COMPREHENSION QUESTIONS
1. Which of these patients is at highest risk of developing POUR?
A. A 40-year-old hypertensive male undergoing systemic analgesia for wide local excision of a forearm melanoma.
B. A 22-year-old female who is 10 weeks pregnant undergoing general anesthesia for a laparoscopic appendectomy.
C. A 70-year-old female with well-controlled diabetes undergoing spinal anesthesia for left greater saphenous vein radio-frequency ablation and stab phlebectomy.
D. A 65-year-old male with BPH undergoing general anesthesia with epidural analgesia for a laparoscopic right inguinal hernia repair.
2. Which of the following is true?
A. The first step in evaluation of POUR is to obtain an intermittent catheterization.
B. In a patient with POUR who has a known urethral stricture and hematuria after initial intermittent catheterization, it is appropriate to proceed with intermittent catheterizations until physiologic micturition normalizes.

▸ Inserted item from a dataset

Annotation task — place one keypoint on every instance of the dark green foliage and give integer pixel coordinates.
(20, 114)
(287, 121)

C. After obtaining a bladder scan with 400 cm3 intravesicular volume 6 hours postoperatively, a single intermittent catheterization is the appropriate first step.
D. A volume of 1000 cm3 urine output on intermittent catheterization is unlikely to cause detrusor dysfunction in a patient with no prior history of urinary obstruction.
3. Which of the following is most sensitive and specific for determining the initial presence of POUR?
A. Patient complaint of low abdominal pain and failure to void
B. Clinical examination of a palpable bladder with dullness to the umbilicus
C. Bladder ultrasound
D. Bladder catheterization
Answers
1. D. This patient has obstructive pathology, is advanced in age, is male, and is receiving general anesthesia for a procedure with a high risk of urinary retention.
2. C. Parasympathetics trigger detrusor contractions and relax the internal urethral sphincter. Sympathetics relax the detrusor and tighten the internal urethral sphincter. In the immediate postoperative period there is excess sympathetic tone. A little extra time can be all that is required for that balance to normalize and allow the patient to recover the ability to urinate. In other words, don’t rush to place a catheter for a problem that may resolve on its own in another few hours.
3. C. Bladder ultrasound is noninvasive and can provide an estimated volume of urine being retained to guide further management choices.